(CNSNews.com) - "There is a growing consensus that more nuclear power will lead to a cleaner and safer nation," President Bush said on Wednesday during a trip to a nuclear power plant in Maryland.
"It is time for this country to start building nuclear power plants again," he said to applause at the Calvert Cliffs plant.
"We're taking practical steps to encourage construction of new plants, Bush said, as he pressed Congress to send him an energy bill by August.
President Bush joked that he didn't understand all the buttons and dials in the control room of the Calvert Cliffs plant -- but he said he does know that when the people of Maryland flip a switch and see their lights come on, they need to thank the people working at the nuclear plant.
He said nuclear power is the one energy source that is "completely domestic, plentiful in quantity, environmentally friendly, and able to generate massive amounts of electricity."
The 103 nuclear power plants currently operating in America produce about 20 percent of the nation's electricity, Bush noted, without producing a single pound of air pollution or greenhouse gases.
In terms of safety, times have changed since the 1970s, Bush said. Advances in technology have made nuclear plants far safer than they were before. Yet no new plants have been built in the U.S. since the 1970s.
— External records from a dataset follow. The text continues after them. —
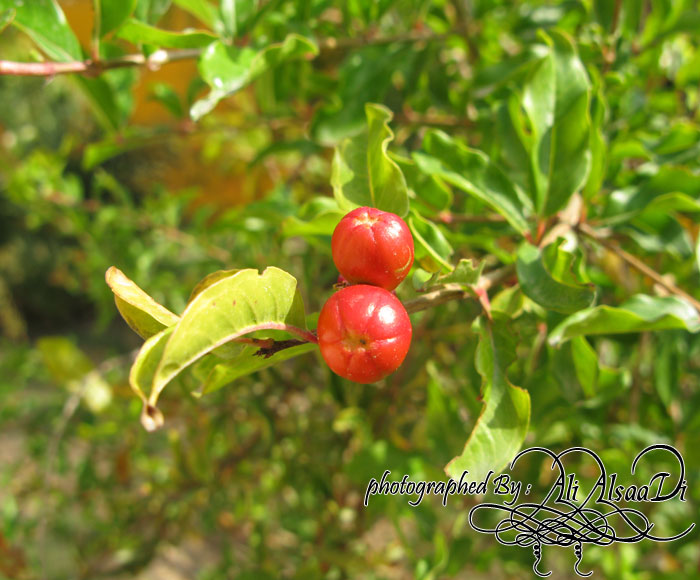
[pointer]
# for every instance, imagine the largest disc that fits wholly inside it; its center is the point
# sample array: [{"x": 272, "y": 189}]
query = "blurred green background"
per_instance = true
[{"x": 265, "y": 478}]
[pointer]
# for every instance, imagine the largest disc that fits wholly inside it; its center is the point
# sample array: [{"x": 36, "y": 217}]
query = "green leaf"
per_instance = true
[
  {"x": 6, "y": 18},
  {"x": 151, "y": 11},
  {"x": 142, "y": 373},
  {"x": 598, "y": 147},
  {"x": 427, "y": 188},
  {"x": 228, "y": 18},
  {"x": 556, "y": 100},
  {"x": 363, "y": 174},
  {"x": 245, "y": 362},
  {"x": 166, "y": 96},
  {"x": 473, "y": 172},
  {"x": 201, "y": 9},
  {"x": 538, "y": 283},
  {"x": 139, "y": 33},
  {"x": 227, "y": 69},
  {"x": 667, "y": 188},
  {"x": 465, "y": 273},
  {"x": 639, "y": 314},
  {"x": 44, "y": 22},
  {"x": 429, "y": 243},
  {"x": 143, "y": 314},
  {"x": 230, "y": 307},
  {"x": 113, "y": 13},
  {"x": 321, "y": 224},
  {"x": 501, "y": 428},
  {"x": 102, "y": 99},
  {"x": 575, "y": 364}
]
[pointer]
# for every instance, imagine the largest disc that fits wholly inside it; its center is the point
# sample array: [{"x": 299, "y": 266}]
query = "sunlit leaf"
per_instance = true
[
  {"x": 113, "y": 13},
  {"x": 228, "y": 308},
  {"x": 640, "y": 313},
  {"x": 46, "y": 24},
  {"x": 227, "y": 69},
  {"x": 556, "y": 100},
  {"x": 363, "y": 174},
  {"x": 473, "y": 172},
  {"x": 500, "y": 430},
  {"x": 430, "y": 242},
  {"x": 245, "y": 362},
  {"x": 143, "y": 314},
  {"x": 138, "y": 33},
  {"x": 539, "y": 284}
]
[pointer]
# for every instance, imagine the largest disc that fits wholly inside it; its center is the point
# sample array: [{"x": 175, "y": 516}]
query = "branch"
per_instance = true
[
  {"x": 638, "y": 265},
  {"x": 450, "y": 292},
  {"x": 94, "y": 67}
]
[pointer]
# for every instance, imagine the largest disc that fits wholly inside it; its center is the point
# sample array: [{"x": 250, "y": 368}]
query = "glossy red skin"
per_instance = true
[
  {"x": 364, "y": 333},
  {"x": 371, "y": 246}
]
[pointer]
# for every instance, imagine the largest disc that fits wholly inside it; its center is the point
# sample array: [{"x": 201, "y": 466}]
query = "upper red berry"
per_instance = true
[
  {"x": 371, "y": 246},
  {"x": 364, "y": 333}
]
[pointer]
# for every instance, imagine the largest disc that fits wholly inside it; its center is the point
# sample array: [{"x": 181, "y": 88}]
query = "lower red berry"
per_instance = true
[{"x": 364, "y": 333}]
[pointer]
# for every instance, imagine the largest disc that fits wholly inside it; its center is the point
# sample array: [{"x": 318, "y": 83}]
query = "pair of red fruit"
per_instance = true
[{"x": 363, "y": 330}]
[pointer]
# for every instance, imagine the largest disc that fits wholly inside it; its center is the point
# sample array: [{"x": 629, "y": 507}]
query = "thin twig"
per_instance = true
[
  {"x": 93, "y": 67},
  {"x": 450, "y": 292},
  {"x": 638, "y": 265}
]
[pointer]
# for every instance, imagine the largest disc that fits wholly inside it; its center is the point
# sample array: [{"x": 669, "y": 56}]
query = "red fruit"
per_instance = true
[
  {"x": 364, "y": 333},
  {"x": 371, "y": 246}
]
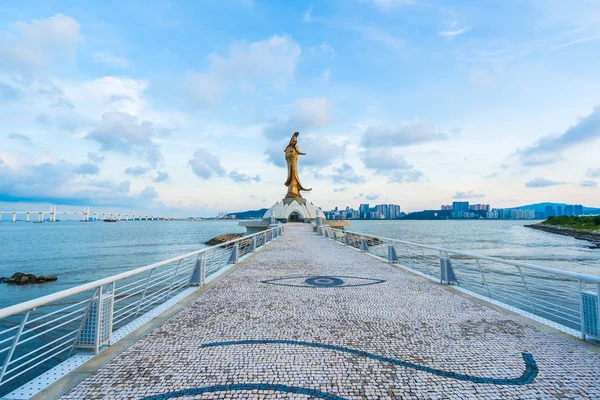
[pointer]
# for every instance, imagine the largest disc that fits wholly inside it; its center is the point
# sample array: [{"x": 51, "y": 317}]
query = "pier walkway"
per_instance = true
[{"x": 307, "y": 318}]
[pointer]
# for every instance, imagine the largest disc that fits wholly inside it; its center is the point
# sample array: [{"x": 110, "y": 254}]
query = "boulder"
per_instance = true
[
  {"x": 20, "y": 278},
  {"x": 223, "y": 238}
]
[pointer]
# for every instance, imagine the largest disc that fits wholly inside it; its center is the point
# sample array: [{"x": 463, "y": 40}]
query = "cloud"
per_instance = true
[
  {"x": 454, "y": 33},
  {"x": 271, "y": 62},
  {"x": 162, "y": 176},
  {"x": 590, "y": 184},
  {"x": 124, "y": 133},
  {"x": 414, "y": 132},
  {"x": 345, "y": 174},
  {"x": 60, "y": 184},
  {"x": 36, "y": 44},
  {"x": 308, "y": 113},
  {"x": 21, "y": 138},
  {"x": 320, "y": 152},
  {"x": 593, "y": 172},
  {"x": 379, "y": 36},
  {"x": 307, "y": 14},
  {"x": 136, "y": 171},
  {"x": 386, "y": 5},
  {"x": 95, "y": 158},
  {"x": 394, "y": 166},
  {"x": 206, "y": 165},
  {"x": 149, "y": 192},
  {"x": 577, "y": 41},
  {"x": 9, "y": 93},
  {"x": 110, "y": 60},
  {"x": 548, "y": 149},
  {"x": 87, "y": 169},
  {"x": 92, "y": 166},
  {"x": 542, "y": 182},
  {"x": 243, "y": 178},
  {"x": 467, "y": 195}
]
In his speech, President Bush noted that Americans are using energy faster they they're producing it. "We really haven't confronted this problem," he said, noting that he's been asking Congress to send him an energy bill for the past four years. All he's gotten is debate and politics but no results, he said. "So now's the time...for Cognress to stop the debate, stop the inaction, and pass an energy bill."
The House has passed an energy bill and the Senate needs to do so, the president said -- before the Senate's August recess.
President Bush said gasoline prices will not drop when he signs a bill. But making the nation less dependent on foreign oil will make life better for future generations, he said.